The Inside Story on What the Most Engaging Storytellers Know
Recently, I coached an accomplished CEO as he was preparing to deliver a university commencement speech. He had fascinating stories to share that revealed profound truths about life, work and meaning. He spoke with confidence and warmth. And yet somehow still, listening to him, I felt bored and detached.
I stopped him and asked what thoughts and emotions—especially ones that weren’t congruent with his successful leader brand—he had experienced when these stories occurred. Fear? Insecurity? Shame? Apathy? Jealousy? Greed? Uncertainty? Anger?
Then he showed me who he really is.
His platitudes about hard work, persistence and positive attitude turned into powerful statements of courage, self-forgiveness and grace.
And I was captivated.
There are two ways to tell most stories: tell what happened, or tell how people felt about what happened. Most of the time, we assume that the former is sufficient, but it’s the latter that shows people who we really are. And showing who we are is what’s most engaging.

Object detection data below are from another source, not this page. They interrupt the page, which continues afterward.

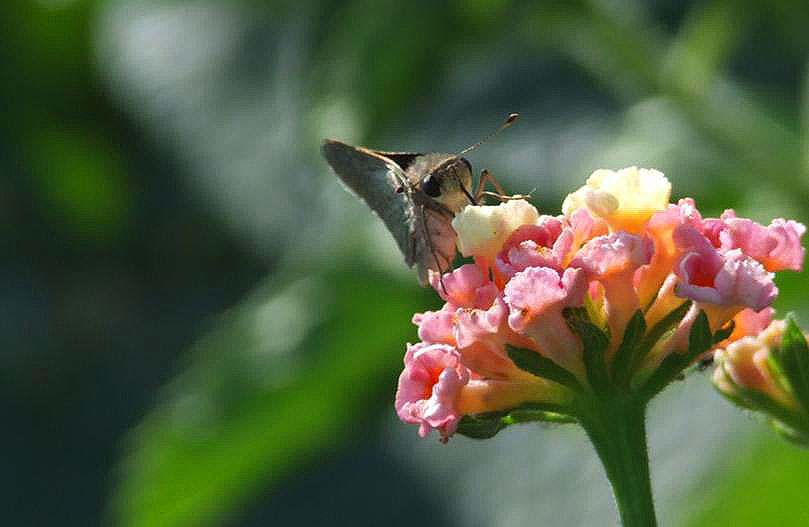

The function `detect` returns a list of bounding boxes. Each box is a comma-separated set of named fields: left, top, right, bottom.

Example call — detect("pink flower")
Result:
left=761, top=218, right=806, bottom=271
left=413, top=310, right=455, bottom=346
left=674, top=225, right=778, bottom=327
left=396, top=343, right=470, bottom=442
left=503, top=267, right=587, bottom=374
left=703, top=209, right=806, bottom=271
left=494, top=216, right=574, bottom=284
left=635, top=198, right=702, bottom=306
left=570, top=232, right=652, bottom=347
left=396, top=167, right=805, bottom=441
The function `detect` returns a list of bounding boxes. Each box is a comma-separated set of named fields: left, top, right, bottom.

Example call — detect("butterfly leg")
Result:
left=475, top=168, right=531, bottom=201
left=418, top=207, right=447, bottom=295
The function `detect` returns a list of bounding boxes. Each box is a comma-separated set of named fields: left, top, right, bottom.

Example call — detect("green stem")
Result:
left=578, top=399, right=657, bottom=527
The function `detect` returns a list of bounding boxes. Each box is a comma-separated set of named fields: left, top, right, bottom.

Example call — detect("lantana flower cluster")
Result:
left=396, top=167, right=805, bottom=441
left=713, top=320, right=809, bottom=446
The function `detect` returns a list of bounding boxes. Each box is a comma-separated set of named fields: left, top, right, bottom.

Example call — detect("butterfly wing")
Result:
left=321, top=140, right=421, bottom=268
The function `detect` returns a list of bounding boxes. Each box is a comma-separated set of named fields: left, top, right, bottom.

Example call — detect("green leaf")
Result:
left=506, top=344, right=581, bottom=390
left=777, top=313, right=809, bottom=412
left=112, top=269, right=426, bottom=527
left=612, top=309, right=646, bottom=386
left=562, top=307, right=610, bottom=392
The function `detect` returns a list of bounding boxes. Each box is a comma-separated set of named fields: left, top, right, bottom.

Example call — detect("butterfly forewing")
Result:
left=322, top=140, right=420, bottom=267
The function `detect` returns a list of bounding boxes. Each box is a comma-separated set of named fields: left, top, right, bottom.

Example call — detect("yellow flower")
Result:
left=562, top=167, right=671, bottom=234
left=452, top=199, right=539, bottom=262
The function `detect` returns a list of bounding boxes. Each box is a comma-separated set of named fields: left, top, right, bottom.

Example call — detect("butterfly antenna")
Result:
left=455, top=113, right=520, bottom=157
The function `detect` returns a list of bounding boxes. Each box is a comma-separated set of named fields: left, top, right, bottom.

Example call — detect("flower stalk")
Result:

As I wrote last week, connecting to emotions is what creates mutual engagement, whether with a university auditorium or in your weekly status meeting at work.
Here are some ways you can share the inside story of who you are more effectively:
- Process the emotions. Before you can share emotions you have to recognize and name them. This isn’t as easy as it sounds. Recently someone had led me to believe that they’d accepted a work proposal. Then, after weeks of me following up, they responded with an empty put-off and asked me to “leave the ball in their court.” I was angry! How could they be so disrespectful as to lead me on for so long? The anger, though, was masking a deeper emotion—embarrassment. In fact, I’d felt stupid for getting my hopes up and pursuing so hard only to be rejected.
- Give the inner view. Many leaders resist being too vulnerable or letting their insides out in a professional context because they fear it’s a sign of weakness or that they lack capability. But not admitting to being afraid or insecure, faking assurance or avoiding incompetence—these are the kinds of things that actually make you appear untrustworthy.
- Recognize the opportunities for transparency. Of course it’s not always appropriate to wear your heart on your sleeve. Some people or places aren’t safe for transparency and other situations might not allow space beyond the facts. But I’d challenge you to identify more opportunities and see the value of being vulnerable. It could bring trust and connection to a new level.
- Make emotive words safe. When describing your emotions, how often do you say things like, “I was concerned,” or “It was a struggle,” rather than using the more truthful, often harder to say and hear phrases like, “I felt really scared,” or “I felt insecure.” These patterns start in adolescence when we’re somewhat unaware of our emotional life and too unsure of ourselves to admit it. But you’re an adult now, and it’s time to let go of the ego protection habits of adolescence and get more comfortable with the true emotive words. When you do, you’ll make it easier for the people around you to do the same.
- Nurture the hangover. Brene Brown calls it a “vulnerability hangover”—the period after we’ve been honest about who we really are when we wonder whether we were too transparent, how it might impact what others think of us, and if others will use the information against us. If you are pushing the limits of your emotional comfort zone, you should expect this reaction and be ready to quiet the voices that make you ashamed and regretful of being truly human.
John March once said, “I can listen to someone share content for three minutes. I can listen to someone share emotion for three hours.”
Do you want to connect and engage more deeply with others, personally and professionally? How can you give more of the inside story?